Capable of running 9-second quarter miles
Two years ago, Chevrolet used SEMA to reveal the latest COPO Camaro, a factory-built drag racer packing a supercharged LSX-based 350 engine good for 580 hp. Chevrolet also offered its drag-racing Camaro with your choice of two other naturally aspirated options—a 410-hp 6.2-liter V-8 and a 470-hp 427-cubic-inch V-8. But this year, for the COPO Camaro’s 50th anniversary, Chevrolet took a different approach. This year’s concept car doesn’t have an engine at all.
That’s right. The eCOPO Camaro is still built for the drag strip, but as the name suggests, it’s fully electric. It also makes more than 700 hp and 600 lb-ft of torque, and Chevrolet says it can run the quarter mile in about 9 seconds. It’s still being tested, though, so there’s no official quarter mile time for now.
In place of the conventional engine, the eCOPO Camaro uses two electric motors. Those motors send power to the car’s rear live axle through a race-prepped automatic transmission. The 32-kWh battery pack is divided into four 175-pound (79-kg) modules. Two are where the rear seat would be, while the second pair sits in the trunk. As a result, Chevy claims the eCOPO Camaro has a 44-56 weight bias that helps it get off the line faster.
And since it’s an 800-volt system, quick charging should offset the eCOPO’s limited range. As a Chevrolet spokesperson put it, you “don’t need a lot of energy for long-range driving when you live life a quarter mile at a time.”
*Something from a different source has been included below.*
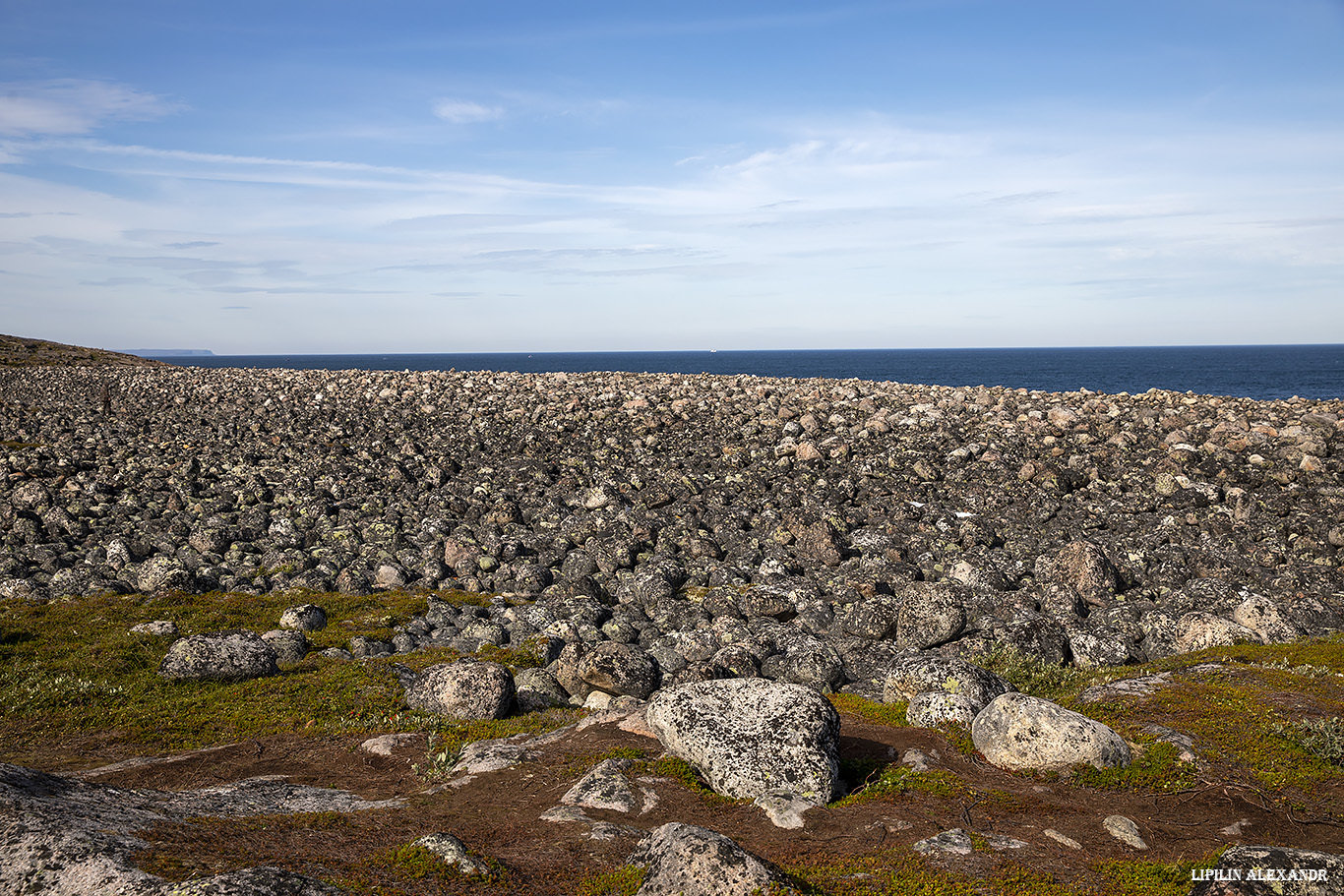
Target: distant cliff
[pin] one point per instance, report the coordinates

And while the car is still officially a concept, Chevrolet makes it clear that there’s at least some production potential. Perhaps even in selling “crate” electric motor conversions for its cars.
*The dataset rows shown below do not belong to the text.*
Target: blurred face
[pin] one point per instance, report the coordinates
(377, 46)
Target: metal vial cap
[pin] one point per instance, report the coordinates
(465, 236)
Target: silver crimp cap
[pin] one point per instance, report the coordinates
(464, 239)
“The possibilities are intriguing and suggest a whole new world for racers,” said Russ O’Blenes, GM’s head of performance variants, parts, and motorsports, in a statement. “Chevrolet pioneered the concept of the high-performance crate engine right around the time the original COPO Camaro models were created, and the eCOPO project points to a future that could include electric crate motors for racing, or even your street rod. We’re not there yet, but it’s something we’re exploring.”